The Long Version: Sometime between my passing out while reading a Jack Aubrey novel and my cat deciding that his need for breakfast far outweighed my desire for slumber, humanity ended a significant chapter in space exploration. This morning at 5:57AM ET the space shuttle Atlantis touched down in Florida to a crowd of 2,000 supportive on-lookers. I read this news and couldn’t help but feel a profound sense of loss.
The space shuttle program is only slightly older than I am. As such, shuttle missions have been a ubiquitous part of my life. Now America’s future in space – and Canada’s because let’s face it, when it comes to space exploration we’re a nation of hitchhikers, hangers-on and skilled adjuncts – lay in Soyuz modules, yet to be built American rockets that make me think we should just rebuild the Saturn V series, and free market space entrepreneurs. In Richard Branson we trust? How very disheartening.
With the American government on the verge of defaulting on its fourteen trillion dollar debt, I can’t find it within me to get excited about NASA’s plans for building an experimental craft that might take us back to the moon. Cuts to NASA’s budget, just like the space shuttle, have been a constant in my life. Even in Clinton’s post-Lewinsky years, a time I like to call the “Big Willy’s bulletproof bonanza”, I can’t recall any public rallies that saw massive increases in NASA’s budget. Hell, NASA is the venerable poster child for doing more with less. Considering the world in which we live, I find myself hard pressed to put any stock in the timely execution of an exploration program that will require the construction of new launch facilities as well as the crafts themselves. Too bad space exploration isn’t “good” for the economy.

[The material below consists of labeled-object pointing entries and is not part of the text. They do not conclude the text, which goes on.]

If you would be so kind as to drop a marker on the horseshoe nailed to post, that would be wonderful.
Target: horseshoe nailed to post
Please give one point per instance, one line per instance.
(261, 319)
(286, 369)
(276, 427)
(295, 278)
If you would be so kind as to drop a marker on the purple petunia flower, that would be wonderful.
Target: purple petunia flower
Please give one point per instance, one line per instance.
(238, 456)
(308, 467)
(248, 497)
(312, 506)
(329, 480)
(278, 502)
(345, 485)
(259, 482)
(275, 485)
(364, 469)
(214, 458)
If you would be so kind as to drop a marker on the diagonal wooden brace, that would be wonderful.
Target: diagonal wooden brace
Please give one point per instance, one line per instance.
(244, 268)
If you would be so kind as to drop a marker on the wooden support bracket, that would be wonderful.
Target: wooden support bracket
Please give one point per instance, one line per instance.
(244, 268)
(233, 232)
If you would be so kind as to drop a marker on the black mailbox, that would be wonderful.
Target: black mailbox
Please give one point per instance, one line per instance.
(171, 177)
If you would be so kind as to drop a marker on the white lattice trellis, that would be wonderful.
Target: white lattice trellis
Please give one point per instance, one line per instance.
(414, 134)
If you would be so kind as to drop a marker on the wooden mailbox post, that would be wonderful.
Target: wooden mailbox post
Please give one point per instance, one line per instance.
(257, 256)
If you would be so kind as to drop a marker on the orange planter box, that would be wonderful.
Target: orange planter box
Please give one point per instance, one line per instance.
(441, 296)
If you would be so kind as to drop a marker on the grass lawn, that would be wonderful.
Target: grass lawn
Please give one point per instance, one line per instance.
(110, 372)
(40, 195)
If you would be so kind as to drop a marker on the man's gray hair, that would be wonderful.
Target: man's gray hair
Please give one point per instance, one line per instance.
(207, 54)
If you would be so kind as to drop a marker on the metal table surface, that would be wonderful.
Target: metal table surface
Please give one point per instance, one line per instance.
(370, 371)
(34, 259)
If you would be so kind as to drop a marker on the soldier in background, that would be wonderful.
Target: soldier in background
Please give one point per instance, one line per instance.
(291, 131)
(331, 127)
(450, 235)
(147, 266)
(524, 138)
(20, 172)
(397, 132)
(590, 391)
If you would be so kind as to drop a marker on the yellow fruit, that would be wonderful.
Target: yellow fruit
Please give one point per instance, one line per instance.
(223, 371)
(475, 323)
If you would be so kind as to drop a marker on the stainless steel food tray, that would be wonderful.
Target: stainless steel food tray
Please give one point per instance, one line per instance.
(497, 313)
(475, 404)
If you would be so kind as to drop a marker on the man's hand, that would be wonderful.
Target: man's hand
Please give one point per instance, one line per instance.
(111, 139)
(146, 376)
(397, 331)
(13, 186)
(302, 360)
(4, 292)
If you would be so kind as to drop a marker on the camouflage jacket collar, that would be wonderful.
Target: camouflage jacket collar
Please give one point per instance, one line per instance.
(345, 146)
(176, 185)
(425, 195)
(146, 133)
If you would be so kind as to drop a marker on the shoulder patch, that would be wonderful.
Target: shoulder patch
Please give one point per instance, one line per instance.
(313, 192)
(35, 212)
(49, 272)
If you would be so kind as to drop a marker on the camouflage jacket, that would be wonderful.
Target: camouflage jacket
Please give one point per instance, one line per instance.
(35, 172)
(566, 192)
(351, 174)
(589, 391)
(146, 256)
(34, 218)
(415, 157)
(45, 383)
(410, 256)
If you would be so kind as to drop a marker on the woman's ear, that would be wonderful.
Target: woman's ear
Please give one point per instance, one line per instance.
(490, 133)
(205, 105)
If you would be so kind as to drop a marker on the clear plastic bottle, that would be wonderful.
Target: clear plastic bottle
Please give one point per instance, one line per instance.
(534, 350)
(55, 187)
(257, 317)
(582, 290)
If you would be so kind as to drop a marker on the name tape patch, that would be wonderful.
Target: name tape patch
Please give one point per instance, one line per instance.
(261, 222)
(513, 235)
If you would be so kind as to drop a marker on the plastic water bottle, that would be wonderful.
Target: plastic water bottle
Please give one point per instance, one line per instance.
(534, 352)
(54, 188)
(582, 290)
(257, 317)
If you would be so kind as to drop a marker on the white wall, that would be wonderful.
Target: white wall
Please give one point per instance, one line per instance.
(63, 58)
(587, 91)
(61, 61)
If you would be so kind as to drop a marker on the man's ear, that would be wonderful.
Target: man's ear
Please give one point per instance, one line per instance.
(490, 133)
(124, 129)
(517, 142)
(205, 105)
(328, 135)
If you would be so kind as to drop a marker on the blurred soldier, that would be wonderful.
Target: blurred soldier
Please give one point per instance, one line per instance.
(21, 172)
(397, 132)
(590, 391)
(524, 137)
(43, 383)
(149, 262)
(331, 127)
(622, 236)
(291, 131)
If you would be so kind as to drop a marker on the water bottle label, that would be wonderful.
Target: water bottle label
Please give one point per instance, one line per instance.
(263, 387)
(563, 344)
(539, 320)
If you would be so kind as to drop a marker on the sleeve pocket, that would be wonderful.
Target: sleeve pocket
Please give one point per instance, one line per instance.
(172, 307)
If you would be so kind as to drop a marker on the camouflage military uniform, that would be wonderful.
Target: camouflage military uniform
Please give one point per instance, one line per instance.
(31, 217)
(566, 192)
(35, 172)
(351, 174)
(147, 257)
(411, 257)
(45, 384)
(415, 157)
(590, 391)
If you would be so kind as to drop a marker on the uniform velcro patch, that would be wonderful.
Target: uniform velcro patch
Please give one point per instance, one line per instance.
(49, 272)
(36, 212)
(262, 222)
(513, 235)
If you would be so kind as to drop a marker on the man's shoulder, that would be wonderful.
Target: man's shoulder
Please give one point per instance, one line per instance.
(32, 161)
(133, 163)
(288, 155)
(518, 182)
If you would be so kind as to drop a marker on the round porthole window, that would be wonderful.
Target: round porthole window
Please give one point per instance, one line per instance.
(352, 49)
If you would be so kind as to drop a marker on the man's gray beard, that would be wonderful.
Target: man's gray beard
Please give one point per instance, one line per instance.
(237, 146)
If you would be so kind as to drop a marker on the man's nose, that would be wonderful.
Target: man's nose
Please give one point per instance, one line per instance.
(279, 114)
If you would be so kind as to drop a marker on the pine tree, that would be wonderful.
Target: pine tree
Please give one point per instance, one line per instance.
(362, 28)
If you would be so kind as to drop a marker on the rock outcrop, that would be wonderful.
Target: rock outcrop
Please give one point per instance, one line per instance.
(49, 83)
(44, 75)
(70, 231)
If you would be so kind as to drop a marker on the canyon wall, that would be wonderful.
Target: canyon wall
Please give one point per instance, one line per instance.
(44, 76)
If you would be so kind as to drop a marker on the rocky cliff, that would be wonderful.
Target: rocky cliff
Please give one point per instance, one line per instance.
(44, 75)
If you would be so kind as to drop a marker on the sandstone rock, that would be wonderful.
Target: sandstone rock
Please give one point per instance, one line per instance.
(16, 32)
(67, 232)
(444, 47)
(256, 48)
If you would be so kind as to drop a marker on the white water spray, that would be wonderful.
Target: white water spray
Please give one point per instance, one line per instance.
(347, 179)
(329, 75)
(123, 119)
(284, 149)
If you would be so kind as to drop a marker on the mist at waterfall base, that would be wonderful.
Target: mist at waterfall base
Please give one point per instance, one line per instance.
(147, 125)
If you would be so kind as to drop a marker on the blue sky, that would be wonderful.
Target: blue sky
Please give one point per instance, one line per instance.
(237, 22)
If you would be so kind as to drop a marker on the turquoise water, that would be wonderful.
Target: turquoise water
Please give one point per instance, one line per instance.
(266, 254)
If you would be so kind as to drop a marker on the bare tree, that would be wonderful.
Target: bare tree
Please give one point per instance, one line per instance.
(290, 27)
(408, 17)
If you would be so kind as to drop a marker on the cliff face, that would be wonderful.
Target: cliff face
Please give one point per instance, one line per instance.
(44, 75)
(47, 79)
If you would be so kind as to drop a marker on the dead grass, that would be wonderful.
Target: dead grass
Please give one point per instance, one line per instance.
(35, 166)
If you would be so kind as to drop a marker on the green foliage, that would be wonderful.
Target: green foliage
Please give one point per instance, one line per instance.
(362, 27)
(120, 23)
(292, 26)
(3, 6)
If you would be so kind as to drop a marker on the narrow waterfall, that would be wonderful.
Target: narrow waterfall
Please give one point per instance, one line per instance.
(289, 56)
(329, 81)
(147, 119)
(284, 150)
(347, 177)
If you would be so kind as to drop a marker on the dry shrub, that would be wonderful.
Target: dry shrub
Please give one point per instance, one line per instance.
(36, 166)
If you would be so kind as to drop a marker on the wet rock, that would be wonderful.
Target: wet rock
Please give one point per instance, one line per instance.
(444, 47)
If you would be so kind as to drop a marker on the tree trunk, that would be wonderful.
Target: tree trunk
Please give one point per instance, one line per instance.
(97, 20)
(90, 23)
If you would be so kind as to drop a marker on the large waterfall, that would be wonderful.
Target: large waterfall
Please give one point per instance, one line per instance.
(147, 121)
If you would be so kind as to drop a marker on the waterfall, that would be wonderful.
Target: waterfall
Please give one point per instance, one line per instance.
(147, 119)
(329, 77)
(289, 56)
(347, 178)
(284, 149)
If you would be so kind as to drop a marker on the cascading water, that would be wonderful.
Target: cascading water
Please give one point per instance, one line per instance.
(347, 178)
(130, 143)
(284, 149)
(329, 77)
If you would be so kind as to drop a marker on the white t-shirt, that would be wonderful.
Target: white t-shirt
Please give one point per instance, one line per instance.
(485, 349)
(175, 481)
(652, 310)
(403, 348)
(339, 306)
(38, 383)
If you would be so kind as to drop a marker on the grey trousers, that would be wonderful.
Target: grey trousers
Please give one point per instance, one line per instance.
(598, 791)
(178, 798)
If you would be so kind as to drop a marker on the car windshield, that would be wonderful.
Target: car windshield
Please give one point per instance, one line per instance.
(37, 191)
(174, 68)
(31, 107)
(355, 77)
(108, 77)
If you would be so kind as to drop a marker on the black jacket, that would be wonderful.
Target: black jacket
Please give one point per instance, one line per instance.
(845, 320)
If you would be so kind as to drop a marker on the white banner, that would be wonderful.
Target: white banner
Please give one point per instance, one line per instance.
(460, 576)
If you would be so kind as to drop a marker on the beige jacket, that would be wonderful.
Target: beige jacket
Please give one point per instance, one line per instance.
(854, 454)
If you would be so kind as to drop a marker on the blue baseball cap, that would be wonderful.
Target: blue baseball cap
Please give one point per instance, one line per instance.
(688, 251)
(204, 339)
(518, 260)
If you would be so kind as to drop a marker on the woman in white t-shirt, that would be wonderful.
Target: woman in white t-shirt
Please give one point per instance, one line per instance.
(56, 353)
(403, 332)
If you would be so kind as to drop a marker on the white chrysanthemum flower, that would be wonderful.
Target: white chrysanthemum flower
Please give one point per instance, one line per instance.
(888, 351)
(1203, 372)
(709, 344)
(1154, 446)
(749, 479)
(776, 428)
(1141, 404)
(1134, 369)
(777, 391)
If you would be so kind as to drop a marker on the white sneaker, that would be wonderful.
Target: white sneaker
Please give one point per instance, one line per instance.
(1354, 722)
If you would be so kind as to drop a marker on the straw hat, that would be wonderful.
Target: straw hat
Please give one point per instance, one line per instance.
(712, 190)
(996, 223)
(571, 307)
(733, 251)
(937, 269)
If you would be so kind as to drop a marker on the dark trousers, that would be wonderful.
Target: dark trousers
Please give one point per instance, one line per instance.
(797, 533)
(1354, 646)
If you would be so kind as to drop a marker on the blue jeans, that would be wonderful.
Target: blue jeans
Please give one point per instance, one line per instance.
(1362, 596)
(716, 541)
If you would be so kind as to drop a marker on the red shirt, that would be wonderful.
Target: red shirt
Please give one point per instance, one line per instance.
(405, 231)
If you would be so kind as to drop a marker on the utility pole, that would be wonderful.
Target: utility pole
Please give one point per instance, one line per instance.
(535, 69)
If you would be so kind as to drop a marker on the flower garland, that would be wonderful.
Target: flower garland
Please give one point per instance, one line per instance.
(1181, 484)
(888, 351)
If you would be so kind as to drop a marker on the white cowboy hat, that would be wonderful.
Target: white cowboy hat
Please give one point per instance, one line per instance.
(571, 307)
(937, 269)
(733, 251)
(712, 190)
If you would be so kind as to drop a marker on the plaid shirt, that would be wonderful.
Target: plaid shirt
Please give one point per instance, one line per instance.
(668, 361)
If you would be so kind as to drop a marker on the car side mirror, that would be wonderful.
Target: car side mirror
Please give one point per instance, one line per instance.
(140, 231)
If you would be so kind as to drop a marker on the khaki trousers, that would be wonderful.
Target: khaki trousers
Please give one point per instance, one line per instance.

Oh sure, back in the 50s and 60s, space exploration was great for the economy. Smarter people than I have already charted the relationship between early space exploration and the birth of consumer electronics. In the intervening years, however, consumer electronics grew up and moved out of its parents’ basement, so to speak. Now the processing power that I use to run a game of Starcraft or record a podcast could power ten space shuttles in simultaneous orbit. Barring the discovery of Helium-3 a la Duncan Jones’ Moon, where’s the fiscal argument that is going to drive the next wave of space exploration?
That lack of immediate and tangible benefit fuels a public malaise about space exploration and the space shuttle mission that vexes me more than anything else. The refrain always begins with, “Why should I care about space when…” It started one March Break when lil’ Shaftoe and family were in Florida and he got to watch an actual shuttle launch. When I returned to school and bragged about how I was going to become an astronaut, one of my classmates, a born-again Christian named Kathleena, snarked that people had no business in space because there were too many problems on Earth. Ever since that day, it’s been the same tired line.
Why should I care about space when people are dying of cholera in Haiti? Why should I care about space when half the people in the world live without clean water? Why should I care about space when crack kills people in the inner city? Why should I care about space when hegemonic governments do nothing to stop people from being displaced from their homes? In the face of such a negative discourse, how the hell does a person make an argument for space exploration without seeming like a pie-in-the-sky head-in-the-sand altruist/crackpot?
The best answer I can come up with is that space exploration is as much about exploring the Earth as it is exploring that which lies beyond. Modern climatology, geography, oceanography and countless other fields couldn’t exist as they do without the capacity to look down upon our planet. These are the sciences that will be essential in helping humanity deal with the fact that we will soon find ourselves living on a planet populated by ten billion people. Bad as are problems are now, they would be worse without space exploration. In retiring the space shuttles, I fear that North America is losing a vital tool in its ability to examine itself, its role in the world and how we might be better stewards of this planet.
I recognize the challenges of creating space vehicles for a world where innovations in computing, nanotechnology and human biology are ever present. The shuttle fleet were analog devices that survived the digital era to sail into aerospace Valhalla on the cusp of the quantum era. That is no small achievement. Still, the question remains, does the completion of the space shuttle mission move America into the company of the Greeks, Romans, Byzantines, Spanish and British? Is America a nation whose reach has finally exceeded its grasp? If the epoch of American space exploration is indeed at its end then I can only hope for a timely and suitable successor. The Earth can ill afford humanity turning inward upon itself.
Arrivederci, Atlantis. Let’s hope we don’t go the way of your namesake.